Organizations today, whether starting up or long-lived, have mostly adapted to the dynamics of 21st century workplace culture. It’s a necessity, as the priorities of industries have changed to reflect the emergence of a global economy.
However, some things are harder to change than others. They remain as relics of a bygone era with different values from the industries of today. At times these practices and habits are mostly harmless, but the worst ones contradict everything that elevates the 21st century workplace. Each week, we’ll pick apart one of the five worst workplace culture relics, and detail why and how they should be phased out.
Skimping on employee welfare packages
It’s no secret that employees who are well – on the inside as well as the outside – are more productive at the right times. And that should make sense! Professionals who are healthy can perform their functions day in and day out with very little risk of fatigue, illness, or other physical hindrances. And, if they were able to deal with issues in their lives in a healthy manner, there would be no distractions when it’s time for work.
Employee benefits packages are the foremost means through which employers can become involved in their employees’ welfare. Advances in medicine and health science have allowed greater insight into and ability to address risk factors related to work, at any level of physical or mental activity. Benefits packages have also expanded to include insurance and financing assistance for various purposes.
Whatever the working definition of employee benefits, giving employees these options eases the load on their physical, mental, and even emotional state. Benefits give them that extra feeling of stability and security, like a well-loved blanket at night.

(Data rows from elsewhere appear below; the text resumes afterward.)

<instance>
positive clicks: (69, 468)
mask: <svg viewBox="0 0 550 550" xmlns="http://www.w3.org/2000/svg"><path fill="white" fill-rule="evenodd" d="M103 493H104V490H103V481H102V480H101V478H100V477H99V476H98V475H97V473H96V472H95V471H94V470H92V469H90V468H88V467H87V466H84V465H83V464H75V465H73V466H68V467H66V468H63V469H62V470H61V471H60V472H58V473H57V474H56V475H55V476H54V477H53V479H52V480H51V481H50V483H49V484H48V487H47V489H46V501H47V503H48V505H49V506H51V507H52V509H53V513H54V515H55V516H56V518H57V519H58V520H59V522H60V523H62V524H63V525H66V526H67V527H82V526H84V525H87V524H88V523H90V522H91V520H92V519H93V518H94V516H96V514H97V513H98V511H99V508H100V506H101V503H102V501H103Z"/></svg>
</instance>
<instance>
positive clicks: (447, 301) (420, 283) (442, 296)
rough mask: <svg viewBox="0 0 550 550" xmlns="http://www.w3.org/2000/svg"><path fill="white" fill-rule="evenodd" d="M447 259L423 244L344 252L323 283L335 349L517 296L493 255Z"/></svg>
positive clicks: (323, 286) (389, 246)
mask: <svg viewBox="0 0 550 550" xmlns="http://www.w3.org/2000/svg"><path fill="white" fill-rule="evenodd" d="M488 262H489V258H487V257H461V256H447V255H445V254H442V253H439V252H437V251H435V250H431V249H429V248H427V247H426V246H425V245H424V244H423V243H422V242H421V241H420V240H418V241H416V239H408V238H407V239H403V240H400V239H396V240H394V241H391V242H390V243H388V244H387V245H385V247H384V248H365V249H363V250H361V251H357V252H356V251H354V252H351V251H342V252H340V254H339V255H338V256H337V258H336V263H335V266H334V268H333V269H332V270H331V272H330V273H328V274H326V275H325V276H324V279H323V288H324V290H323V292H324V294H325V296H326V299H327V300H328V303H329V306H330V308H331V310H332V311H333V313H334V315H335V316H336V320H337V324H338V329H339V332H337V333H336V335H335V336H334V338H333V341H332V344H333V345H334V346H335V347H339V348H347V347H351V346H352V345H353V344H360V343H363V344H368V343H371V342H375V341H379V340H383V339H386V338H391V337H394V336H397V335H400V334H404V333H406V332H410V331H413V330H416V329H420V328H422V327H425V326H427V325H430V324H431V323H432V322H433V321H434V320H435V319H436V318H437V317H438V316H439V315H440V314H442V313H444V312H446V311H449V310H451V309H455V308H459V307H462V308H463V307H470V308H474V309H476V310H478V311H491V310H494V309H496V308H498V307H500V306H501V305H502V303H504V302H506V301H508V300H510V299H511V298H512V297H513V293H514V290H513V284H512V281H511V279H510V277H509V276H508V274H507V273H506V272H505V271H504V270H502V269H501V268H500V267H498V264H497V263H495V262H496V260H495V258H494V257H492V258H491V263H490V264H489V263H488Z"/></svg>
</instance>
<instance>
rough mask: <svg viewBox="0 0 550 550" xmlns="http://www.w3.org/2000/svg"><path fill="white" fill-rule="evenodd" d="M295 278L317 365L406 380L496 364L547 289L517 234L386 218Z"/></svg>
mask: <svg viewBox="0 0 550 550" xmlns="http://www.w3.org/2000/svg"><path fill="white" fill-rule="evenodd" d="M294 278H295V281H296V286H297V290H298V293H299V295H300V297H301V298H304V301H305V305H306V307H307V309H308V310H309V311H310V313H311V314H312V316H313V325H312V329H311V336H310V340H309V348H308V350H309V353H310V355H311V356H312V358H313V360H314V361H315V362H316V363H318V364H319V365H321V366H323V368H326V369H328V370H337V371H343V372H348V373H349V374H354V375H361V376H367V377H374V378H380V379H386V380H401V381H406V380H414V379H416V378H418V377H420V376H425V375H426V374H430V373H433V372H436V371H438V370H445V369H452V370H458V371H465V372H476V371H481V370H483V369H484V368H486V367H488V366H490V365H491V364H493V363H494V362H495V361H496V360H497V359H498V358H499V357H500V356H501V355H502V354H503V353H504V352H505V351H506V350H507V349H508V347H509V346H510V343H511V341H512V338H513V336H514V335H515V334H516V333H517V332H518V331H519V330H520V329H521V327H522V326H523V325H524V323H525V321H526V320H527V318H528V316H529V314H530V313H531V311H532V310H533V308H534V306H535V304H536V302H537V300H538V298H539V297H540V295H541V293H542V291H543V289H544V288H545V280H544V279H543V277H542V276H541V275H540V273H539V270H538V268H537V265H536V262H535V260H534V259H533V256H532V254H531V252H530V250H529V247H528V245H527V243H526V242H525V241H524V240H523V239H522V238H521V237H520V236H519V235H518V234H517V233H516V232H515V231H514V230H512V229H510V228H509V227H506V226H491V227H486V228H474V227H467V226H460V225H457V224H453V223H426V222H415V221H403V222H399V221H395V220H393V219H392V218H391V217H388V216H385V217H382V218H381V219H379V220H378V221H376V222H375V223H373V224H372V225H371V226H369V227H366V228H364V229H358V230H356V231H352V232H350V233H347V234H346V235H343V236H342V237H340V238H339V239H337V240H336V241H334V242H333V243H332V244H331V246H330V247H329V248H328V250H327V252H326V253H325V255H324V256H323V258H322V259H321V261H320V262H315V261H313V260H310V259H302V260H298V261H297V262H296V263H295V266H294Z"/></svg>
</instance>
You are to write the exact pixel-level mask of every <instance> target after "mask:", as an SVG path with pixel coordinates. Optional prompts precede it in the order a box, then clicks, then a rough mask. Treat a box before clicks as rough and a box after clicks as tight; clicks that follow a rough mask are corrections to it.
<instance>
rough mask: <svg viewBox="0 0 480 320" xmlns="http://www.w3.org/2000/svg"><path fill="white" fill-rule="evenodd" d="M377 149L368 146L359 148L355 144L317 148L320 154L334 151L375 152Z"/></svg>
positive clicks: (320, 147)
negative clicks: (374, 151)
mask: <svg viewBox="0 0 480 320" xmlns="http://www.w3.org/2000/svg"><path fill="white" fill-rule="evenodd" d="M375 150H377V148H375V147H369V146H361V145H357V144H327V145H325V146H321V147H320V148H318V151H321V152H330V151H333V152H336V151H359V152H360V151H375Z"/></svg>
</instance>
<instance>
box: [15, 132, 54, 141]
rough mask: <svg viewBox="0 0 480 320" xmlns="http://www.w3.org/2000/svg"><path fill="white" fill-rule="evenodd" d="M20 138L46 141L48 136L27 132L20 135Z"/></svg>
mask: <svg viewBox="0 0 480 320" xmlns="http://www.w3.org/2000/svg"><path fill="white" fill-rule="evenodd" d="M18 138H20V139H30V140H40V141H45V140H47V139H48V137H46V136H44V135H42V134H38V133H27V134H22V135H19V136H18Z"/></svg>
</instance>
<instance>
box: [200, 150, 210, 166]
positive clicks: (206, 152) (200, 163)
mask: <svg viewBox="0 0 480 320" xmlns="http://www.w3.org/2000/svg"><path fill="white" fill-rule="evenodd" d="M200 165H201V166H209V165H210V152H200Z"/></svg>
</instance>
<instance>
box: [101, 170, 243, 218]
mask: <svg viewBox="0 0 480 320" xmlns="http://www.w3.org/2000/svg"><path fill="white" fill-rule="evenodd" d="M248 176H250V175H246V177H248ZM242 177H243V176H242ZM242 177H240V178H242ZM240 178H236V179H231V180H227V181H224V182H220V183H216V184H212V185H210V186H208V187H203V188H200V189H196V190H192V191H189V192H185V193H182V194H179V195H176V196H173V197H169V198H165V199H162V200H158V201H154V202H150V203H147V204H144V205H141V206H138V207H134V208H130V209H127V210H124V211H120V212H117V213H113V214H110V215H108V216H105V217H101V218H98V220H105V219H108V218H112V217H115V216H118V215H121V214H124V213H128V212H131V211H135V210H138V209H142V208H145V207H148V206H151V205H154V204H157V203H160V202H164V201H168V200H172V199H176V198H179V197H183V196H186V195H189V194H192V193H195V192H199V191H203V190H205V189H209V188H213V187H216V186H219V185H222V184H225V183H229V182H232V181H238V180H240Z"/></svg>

So obviously, if this safety net were to be taken away then professionals would be exposed to all sorts of stressors. Sadly, this is still an all too common occurrence even as we end the second decade of the millennium. And the foremost justification for it? The familiar reason of “cost-cutting”.
Let’s go back to last week’s commentary for a very relevant concept: organizations must invest in their people. It is a concept that gets buried today under organizational management measures that can be categorized as the “easy way out”.
A related concept is that businesses are not mere tools. They are collectives made up of people with shared stakes in a venture’s success, and as such have roles to play in bringing about that success. These people have responsibilities to each other; in other words, responsibility in an organization is not only from the bottom going up.
An organization that skimps on benefits for its employees is running away from its role in the employment arrangement. How can such organizations be shown the error of their ways?
The most effective way to challenge this stubborn subculture is to be thorough in pushing strict compliance with existing labor laws. Compared to decades past, employee benefits are given ample attention in the current body of labor legislation. Our Department of Labor and Employment has also taken an active role in looking into compliance, so anyone from an organization seeking to counter this trend can reach out directly to the DOLE.
Options are also aplenty when it comes to potential partners for employee benefits. Medical care and insurance providers can tailor packages specifically for your organization’s budget and the volume and nature of its employees’ needs. So, there’s not excuse to not browse the options.
Still not convinced that investing in employees through benefits is worth it? We leave you with a simple question: if you don’t have the skill to balance your organization’s expenses and the welfare of your employees, why did you even go into business in the first place?